Héritée en partie d’une vieille tradition imposée par de Charles de Gaulle, la politique française au Proche-Orient privilégie une approche pro-arabe.
Cette vision repose sur l’idée qu’isoler totalement un acteur comme le Hezbollah rendrait toute solution politique impossible.
Cependant, cette distinction entre branche politique et branche militaire du Hezbollah est aujourd’hui fortement contestée. Pour Israël, mais aussi pour d’autres pays, le Hezbollah constitue une organisation unifiée, à la fois politique, militaire et idéologique, soutenue par l'Iran
Dans cette lecture, considérer une partie du mouvement comme légitime revient à affaiblir la pression internationale donner une prime au terrorisme, et à prolonger une situation où l’État et l'armée libanaise restent sous influence.
Les propos du ministre israélien Gideon Sa'ar s’inscrivent dans cette logique : Israël affirme vouloir intégrer le Liban dans une dynamique régionale de normalisation, comparable à celle engagée avec certains pays arabes. Mais, selon cette position, un tel processus reste impossible tant que le Hezbollah conserve un rôle militaire autonome et une capacité de décision sur la guerre et la paix.

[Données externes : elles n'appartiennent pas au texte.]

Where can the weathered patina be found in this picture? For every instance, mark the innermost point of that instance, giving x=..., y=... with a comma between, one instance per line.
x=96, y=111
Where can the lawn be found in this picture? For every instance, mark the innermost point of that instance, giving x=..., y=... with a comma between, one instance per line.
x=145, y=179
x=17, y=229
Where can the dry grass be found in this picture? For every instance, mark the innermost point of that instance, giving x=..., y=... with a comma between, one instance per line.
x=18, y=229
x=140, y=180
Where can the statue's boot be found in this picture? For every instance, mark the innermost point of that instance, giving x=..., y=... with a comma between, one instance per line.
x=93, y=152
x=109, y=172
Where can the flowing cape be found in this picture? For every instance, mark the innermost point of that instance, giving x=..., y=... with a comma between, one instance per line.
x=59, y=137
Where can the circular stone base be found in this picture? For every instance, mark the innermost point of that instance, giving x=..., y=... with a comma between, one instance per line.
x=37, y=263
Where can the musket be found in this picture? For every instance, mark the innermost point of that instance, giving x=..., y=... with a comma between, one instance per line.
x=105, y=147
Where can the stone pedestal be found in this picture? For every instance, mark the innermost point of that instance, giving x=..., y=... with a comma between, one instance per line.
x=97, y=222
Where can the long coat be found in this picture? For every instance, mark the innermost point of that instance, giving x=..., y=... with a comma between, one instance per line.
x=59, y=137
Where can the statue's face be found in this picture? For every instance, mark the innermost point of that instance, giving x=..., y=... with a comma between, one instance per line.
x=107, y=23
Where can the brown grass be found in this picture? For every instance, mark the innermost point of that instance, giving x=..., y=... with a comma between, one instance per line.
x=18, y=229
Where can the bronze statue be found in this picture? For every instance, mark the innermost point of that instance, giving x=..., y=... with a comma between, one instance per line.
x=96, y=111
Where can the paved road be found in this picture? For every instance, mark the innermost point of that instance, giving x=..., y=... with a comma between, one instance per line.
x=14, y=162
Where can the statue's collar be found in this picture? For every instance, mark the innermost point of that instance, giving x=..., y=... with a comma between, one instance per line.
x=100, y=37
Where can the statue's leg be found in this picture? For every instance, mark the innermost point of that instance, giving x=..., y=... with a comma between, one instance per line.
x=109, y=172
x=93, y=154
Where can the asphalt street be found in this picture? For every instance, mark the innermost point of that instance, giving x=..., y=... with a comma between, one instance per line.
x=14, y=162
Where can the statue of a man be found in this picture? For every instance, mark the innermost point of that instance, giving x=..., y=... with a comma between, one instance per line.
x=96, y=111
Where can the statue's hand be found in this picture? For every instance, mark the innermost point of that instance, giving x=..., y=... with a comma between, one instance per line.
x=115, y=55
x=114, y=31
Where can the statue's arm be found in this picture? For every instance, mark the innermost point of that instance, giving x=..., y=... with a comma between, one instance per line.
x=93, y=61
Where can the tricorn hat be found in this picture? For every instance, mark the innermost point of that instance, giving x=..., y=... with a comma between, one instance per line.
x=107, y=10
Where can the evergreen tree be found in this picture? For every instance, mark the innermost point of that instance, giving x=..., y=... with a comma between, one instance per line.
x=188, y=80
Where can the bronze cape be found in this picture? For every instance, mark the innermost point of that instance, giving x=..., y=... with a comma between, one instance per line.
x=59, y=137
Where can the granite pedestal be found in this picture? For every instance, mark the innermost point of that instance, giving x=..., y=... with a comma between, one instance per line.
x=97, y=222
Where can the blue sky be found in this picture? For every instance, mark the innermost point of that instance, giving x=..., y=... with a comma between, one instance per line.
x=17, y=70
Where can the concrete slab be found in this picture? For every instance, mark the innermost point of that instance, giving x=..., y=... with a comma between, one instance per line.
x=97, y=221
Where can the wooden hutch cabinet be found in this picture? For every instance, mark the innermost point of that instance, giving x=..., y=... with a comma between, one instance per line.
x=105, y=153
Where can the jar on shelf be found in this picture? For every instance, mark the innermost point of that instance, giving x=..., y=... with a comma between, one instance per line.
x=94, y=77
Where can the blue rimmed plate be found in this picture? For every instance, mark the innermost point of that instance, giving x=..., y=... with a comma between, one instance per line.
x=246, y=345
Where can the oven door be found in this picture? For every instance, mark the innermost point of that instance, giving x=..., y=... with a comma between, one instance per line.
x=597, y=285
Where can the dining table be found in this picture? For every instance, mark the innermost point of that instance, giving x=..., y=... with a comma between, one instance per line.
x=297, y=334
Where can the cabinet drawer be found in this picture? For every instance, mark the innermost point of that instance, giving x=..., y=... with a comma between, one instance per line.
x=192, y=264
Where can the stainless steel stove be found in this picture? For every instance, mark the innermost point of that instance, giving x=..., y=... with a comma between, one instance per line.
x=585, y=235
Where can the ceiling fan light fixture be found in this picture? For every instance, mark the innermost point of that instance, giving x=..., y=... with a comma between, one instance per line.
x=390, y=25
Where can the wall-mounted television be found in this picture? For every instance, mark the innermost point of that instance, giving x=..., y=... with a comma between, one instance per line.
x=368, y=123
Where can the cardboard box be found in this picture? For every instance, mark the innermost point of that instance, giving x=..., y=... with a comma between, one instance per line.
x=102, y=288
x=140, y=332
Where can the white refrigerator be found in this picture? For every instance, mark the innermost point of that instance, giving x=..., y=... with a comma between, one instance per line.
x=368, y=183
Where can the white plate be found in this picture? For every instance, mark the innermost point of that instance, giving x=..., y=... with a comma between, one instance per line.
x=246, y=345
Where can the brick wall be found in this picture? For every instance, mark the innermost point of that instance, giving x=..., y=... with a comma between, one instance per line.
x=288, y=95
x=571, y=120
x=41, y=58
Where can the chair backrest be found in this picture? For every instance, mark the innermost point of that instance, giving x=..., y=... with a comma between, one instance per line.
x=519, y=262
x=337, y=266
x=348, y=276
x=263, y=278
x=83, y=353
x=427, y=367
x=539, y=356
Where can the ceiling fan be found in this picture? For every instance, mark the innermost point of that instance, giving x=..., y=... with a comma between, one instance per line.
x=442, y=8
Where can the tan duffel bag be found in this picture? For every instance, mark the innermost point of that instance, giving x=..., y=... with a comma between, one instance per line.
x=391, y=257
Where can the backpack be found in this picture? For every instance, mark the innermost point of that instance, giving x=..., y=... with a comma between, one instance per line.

Du côté libanais, la situation est particulièrement délicate. Le Liban est traversé par des équilibres internes fragiles, où le Hezbollah représente$ait jusqu'à présent à la fois une force politique majeure et une puissance armée indépendante. Une pression extérieure trop forte peut déstabiliser davantage le pays, tandis qu’une tolérance excessive entretient un statu quo contesté.
Ainsi, la critique adressée au Quai d’Orsay reflète une frustration face à une diplomatie arriérée jugée parfois en décalage avec l’évolution des rapports de force régionaux. La france a perdu toute son influence en Afrique, et au Moyen Orient, elle se rattache à la défense d'un Liban corrompu et proche des terroristes.